Início Einstein não foi um sucesso imediato. “Por oito anos, ele foi consumido pela tensão entre a gravidade newtoniana e a estrutura espaço-tempo da relatividade especial. No início, ninguém valorizou o seu trabalho. De fato, ‘um antigo amigo’, Max Planck (físico alemão, considerado o “pai da física quântica”), aconselhou-o a parar de perseguir essa ideia, ‘porque, em primeiro lugar, você não terá sucesso, e, mesmo se tiver, ninguém vai acreditar em você’”, relata o físico indiano Abhay Vasant Ashtekar, diretor do Instituto de Física Gravitacional e Geometria da Universidade de Pensilvânia e autor do livro Revisiting the foundations of relativistic physics (Revisitando as fundações da física relativística, sem tradução no Brasil). Felizmente, Einstein ignorou o conselho e revolucionou a ciência.

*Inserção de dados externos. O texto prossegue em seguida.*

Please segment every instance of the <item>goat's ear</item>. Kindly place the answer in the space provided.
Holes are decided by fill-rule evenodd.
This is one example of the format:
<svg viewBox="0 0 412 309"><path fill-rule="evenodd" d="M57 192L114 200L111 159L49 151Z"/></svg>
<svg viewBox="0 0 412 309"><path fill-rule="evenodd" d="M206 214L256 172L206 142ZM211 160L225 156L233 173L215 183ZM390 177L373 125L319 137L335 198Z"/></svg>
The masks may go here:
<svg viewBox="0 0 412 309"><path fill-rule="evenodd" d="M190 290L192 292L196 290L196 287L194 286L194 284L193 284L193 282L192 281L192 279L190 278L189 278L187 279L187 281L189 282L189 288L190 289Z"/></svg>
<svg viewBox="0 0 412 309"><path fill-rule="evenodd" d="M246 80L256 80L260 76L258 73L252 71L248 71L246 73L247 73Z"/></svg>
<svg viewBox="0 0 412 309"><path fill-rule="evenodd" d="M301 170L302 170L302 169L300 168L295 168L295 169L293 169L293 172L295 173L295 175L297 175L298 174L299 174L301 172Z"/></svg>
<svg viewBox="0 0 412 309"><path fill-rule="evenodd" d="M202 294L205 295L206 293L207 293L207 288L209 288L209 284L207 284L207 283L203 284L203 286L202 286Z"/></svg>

“O nome de Einstein, de fato, tornou-se sinônimo de ciência. Se você perguntar a uma criança como um cientista se parece, ela vai desenhar um ‘doido’ com cabelo branco e espetado”, observa Brian Schwartz, professor de física da Universidade de Nova York. “O ‘ano do milagre de Einstein’, de muitas formas, inaugurou a era moderna, com seus pontos de vista discordantes e chocantes para as verdades estabelecidas”, diz. “Em 1905, Sigmund Freud também publicou seu ensaio Chistes e suas relações com o inconsciente; Pablo Picasso mudou da fase azul para a rosa; James Joyce completou seu primeiro livro, Dublinenses. Ainda assim, ninguém repensou as verdades universais de forma tão profunda quanto Eisntein”, decreta o escritor científico Richard Panek, autor do livro The 4% Universe (O Universo 4%, sem tradução no Brasil).